Froog’s modelling debut!

Hello Dear Reader,

I recently wrote about finding clothes on a tight budget and went to look around a Bonmarche store in Plymouth. They offered me something to wear for the review and this is what I picked. It’s great for work in these warmer days and cool enough to wear in the evenings too. Thanks for the new top, I think it’s great and as I like you all so much….it’s gone into the wash and now I’m giving it away (size 14 UK only). Leave your name and I’ll pick someone tomorrow and send it. Along with an ark that’s been here for ages whilst I waited for pay day to be able to afford to post it. (Thrift Wizard….apologies – get in touch again lovvie xx)

Finally, where oh where is Hard up Hester? If you are reading, everyone is asking after you and we’re all missing you – get in touch love so we know you’re ok xxxx.

Until tomorrow,

Love Froogs

(Bonmarche sent me the top but my opinions on the great quality are entirely my own)

Wartime Housewife!!!!

Hello Dear Reader,

I am off to the Blog awards on the 28th of September and it’s a posh do in a hotel where I can’t wear wellies and I do have to wear a bra! I went to a few posh shops (including Fraser’s home) and found scratchy, nylony, cheap and nasty bits of scrap which anyone of you could have for about £150! I’m sure I can do better myself!

I must say, the staff in Fraser’s home were lovely and genuinely saw how frustrated I was. I tried on quite a few dresses and most didn’t cover my backside or boobs! Who wears these items? None of the dresses had sleeves, none were long enough and all were too expensive. If I found anything to fit me in the bust, then the waist was baggy. The waistlines were too high, and the arm holes were too shallow. None had hems you could alter to make any longer…………….oh for heaven’s sake I have turned into my mother!

It can’t be that hard! The last time I made a dress, I was fourteen and it was passable by the time I had finished it! I think it took me an entire school term! As I am not fourteen, not gazing out of the window at some young farmer playing rugby, this might not take so long. Dress making is kind of sewing by numbers as the patterns and instructions are well illustrated and so far, easy to follow.


I’m making a very simple dress from black polka dot cotton. If it’s totally rubbish, then I’ll have a lovely dress to wear  in the garden and I’ll go to the awards in my work black trousers and a long sleeved black tee-shirt with a snazzy Yoosta-Bee scarf! I will be making a snazzy Yoosta-Bee scarf to go with this dress! I bought the three and a half yards of cotton fabric for £3.29 a yard in Trago. The pattern was expensive but I’ll use it again! Just like the wartime housewife, if I can’t buy what I need, then I have to be resourceful and make it! 

I’ll also have a modest dress (harvest festival…………..all is safely gathered in!) which will be long enough, will fit me, will have sleeves (although short, I will not have bare shoulders) and it will be long enough. Even the dresses for tall ladies are not the 50″ long that I require to get a dress below my knees.
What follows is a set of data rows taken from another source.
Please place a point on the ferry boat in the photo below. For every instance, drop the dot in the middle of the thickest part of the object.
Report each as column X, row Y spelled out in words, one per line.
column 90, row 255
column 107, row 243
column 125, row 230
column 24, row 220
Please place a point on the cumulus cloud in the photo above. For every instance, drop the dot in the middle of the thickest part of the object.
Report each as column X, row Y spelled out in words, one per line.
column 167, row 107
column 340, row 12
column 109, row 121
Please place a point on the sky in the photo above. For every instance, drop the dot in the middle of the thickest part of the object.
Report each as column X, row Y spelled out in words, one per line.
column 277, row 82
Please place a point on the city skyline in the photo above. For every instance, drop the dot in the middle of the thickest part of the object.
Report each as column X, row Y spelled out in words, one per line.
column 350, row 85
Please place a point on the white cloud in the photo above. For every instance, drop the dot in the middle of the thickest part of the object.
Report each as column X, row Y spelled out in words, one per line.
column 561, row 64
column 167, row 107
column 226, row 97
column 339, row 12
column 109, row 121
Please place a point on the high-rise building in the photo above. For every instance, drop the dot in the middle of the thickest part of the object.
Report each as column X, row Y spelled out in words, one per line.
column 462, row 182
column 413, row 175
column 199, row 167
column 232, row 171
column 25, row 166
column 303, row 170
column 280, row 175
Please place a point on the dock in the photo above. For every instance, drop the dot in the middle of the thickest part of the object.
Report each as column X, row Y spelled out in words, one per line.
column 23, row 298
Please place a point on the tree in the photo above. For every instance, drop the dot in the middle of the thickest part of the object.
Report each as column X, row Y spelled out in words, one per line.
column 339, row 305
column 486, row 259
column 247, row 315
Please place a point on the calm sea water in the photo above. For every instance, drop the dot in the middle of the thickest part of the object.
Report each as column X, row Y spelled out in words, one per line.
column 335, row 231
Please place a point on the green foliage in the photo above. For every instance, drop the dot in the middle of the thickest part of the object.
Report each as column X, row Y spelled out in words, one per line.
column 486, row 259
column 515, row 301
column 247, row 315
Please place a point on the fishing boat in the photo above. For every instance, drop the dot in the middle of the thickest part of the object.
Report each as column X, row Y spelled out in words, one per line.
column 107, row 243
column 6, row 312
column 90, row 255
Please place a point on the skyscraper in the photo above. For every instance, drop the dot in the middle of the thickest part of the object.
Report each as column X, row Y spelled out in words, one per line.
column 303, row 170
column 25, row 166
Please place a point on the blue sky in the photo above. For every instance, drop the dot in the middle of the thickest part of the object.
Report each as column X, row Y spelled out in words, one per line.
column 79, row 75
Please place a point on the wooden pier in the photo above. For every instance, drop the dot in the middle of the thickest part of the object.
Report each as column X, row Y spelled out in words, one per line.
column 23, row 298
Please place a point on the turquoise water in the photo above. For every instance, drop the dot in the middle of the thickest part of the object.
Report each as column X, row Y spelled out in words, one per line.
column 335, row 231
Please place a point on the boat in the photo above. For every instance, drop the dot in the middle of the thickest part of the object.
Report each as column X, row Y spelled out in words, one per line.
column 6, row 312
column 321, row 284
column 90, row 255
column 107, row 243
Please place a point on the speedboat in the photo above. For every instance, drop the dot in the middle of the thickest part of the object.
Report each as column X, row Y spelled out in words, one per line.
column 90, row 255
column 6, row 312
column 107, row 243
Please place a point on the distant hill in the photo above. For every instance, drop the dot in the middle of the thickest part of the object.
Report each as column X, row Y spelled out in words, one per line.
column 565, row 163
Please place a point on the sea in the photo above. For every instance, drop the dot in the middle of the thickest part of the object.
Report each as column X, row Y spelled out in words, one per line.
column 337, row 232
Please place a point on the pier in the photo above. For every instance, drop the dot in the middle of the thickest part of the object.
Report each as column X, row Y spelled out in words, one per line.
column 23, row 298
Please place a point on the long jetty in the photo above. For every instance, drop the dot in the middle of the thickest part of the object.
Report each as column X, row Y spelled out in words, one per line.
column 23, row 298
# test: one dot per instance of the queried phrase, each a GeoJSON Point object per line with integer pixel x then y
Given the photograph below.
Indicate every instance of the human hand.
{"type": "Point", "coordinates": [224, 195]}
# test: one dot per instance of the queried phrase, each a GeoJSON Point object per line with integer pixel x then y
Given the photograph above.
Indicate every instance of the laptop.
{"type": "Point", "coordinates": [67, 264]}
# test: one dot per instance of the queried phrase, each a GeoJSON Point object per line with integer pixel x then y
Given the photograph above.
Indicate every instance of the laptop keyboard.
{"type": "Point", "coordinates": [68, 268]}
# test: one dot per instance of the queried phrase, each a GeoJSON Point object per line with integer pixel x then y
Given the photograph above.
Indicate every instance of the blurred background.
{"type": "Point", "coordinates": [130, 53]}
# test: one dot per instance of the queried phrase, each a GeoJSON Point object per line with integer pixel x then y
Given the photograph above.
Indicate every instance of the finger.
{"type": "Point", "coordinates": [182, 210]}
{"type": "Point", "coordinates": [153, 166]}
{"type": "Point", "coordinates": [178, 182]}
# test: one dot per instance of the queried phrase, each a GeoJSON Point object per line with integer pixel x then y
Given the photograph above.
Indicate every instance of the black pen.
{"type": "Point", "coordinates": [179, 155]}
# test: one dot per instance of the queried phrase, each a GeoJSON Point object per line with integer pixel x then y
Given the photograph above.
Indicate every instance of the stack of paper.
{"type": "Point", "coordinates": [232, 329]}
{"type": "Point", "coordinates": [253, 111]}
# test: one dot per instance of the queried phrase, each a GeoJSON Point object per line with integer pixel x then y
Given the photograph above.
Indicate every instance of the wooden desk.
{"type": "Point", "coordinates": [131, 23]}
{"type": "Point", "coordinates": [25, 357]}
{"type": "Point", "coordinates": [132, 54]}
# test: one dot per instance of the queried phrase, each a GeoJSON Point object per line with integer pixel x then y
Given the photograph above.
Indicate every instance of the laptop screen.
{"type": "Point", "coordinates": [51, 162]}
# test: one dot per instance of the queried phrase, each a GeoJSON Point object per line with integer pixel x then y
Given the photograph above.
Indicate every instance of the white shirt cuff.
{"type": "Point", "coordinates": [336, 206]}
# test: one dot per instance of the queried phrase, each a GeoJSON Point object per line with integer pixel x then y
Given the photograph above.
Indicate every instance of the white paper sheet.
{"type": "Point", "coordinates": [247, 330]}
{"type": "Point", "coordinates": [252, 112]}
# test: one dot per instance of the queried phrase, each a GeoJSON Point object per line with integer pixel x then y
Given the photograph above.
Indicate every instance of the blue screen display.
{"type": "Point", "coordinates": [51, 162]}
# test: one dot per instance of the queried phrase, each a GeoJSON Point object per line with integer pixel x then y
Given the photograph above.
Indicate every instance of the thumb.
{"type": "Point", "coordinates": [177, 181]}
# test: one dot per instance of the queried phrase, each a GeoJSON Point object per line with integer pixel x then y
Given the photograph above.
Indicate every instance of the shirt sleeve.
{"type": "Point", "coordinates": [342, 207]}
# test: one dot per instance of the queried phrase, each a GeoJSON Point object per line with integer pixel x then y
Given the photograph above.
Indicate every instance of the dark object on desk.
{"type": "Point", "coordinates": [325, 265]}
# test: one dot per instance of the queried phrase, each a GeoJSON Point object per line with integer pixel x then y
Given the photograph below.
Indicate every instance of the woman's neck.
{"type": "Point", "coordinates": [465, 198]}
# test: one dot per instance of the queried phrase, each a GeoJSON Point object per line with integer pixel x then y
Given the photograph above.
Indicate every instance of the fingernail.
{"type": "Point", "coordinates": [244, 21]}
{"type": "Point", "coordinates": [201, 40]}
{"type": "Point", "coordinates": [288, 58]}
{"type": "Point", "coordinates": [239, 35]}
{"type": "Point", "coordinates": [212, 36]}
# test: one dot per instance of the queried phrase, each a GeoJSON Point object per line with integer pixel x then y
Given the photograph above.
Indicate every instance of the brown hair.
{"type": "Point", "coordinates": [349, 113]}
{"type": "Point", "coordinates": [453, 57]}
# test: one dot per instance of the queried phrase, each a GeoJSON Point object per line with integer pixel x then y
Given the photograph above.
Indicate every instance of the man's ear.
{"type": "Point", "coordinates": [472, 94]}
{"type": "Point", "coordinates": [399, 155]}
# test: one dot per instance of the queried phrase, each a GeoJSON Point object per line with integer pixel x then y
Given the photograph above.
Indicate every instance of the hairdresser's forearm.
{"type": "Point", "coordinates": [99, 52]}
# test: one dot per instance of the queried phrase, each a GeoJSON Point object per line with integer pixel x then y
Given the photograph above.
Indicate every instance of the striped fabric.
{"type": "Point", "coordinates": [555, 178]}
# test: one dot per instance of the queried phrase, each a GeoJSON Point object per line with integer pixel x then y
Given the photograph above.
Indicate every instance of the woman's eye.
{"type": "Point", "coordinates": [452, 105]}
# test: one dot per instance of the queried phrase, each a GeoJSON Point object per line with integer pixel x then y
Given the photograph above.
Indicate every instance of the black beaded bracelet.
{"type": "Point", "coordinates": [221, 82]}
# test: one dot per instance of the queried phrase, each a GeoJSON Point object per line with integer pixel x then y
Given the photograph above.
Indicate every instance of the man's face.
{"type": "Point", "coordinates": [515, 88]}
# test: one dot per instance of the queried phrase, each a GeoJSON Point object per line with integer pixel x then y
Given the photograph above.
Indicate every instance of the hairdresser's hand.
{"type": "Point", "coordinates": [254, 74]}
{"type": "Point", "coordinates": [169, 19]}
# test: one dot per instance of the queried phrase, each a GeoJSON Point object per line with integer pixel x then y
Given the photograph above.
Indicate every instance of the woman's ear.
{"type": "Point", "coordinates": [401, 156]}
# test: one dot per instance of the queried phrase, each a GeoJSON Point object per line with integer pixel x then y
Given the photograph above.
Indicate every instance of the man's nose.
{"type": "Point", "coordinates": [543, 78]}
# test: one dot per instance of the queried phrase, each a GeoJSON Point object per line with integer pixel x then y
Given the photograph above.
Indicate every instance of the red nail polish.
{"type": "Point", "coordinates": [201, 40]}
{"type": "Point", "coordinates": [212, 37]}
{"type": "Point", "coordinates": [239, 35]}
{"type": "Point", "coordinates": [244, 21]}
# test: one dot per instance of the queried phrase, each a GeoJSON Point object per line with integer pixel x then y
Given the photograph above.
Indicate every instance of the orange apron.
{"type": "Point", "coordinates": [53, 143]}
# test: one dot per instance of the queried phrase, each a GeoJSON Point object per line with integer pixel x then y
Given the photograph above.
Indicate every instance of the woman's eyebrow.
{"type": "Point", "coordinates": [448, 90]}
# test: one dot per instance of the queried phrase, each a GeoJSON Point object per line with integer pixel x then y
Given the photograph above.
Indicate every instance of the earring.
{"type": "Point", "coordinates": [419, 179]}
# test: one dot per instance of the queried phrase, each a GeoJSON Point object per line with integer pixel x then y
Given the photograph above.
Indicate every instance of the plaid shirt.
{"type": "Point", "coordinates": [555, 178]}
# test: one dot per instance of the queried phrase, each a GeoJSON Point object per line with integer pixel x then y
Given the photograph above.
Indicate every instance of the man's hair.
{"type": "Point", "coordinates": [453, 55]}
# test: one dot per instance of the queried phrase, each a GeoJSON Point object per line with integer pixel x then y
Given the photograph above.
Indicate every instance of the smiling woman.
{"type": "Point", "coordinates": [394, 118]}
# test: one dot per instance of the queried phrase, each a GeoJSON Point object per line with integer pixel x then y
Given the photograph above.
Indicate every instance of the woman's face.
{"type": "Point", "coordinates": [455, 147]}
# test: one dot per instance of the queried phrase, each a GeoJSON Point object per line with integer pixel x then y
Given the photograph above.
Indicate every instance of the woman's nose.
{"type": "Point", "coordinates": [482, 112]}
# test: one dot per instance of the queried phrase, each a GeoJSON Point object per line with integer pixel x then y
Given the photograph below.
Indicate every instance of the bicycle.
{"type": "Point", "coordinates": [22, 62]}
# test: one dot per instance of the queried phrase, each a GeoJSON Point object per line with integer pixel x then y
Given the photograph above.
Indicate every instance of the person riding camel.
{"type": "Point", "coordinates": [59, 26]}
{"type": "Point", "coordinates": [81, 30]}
Long legs get me places quickly but they are a job to find a skirt for!

I will keep you all updated of the progress of the blog awards dress. Let the dress making adventure begin!

Until tomorrow,

Love Froogs xxxxxxxxxxxxxxxxx

Scrubbing up for a few quid!

Hello Dear Reader,

Just a quick hello before we head off out to lunch with family. Dress from Foster Mummy, shoes….first heels I’ve bought in years, tights from charity shop but still in pack (I got that hint from Foster Mummy too and now always look out for new tights that have been unopened). Hair coloured by myself, BOGOF from Boots, make up from Aldi! Who says you can’t be glamorous and frugal?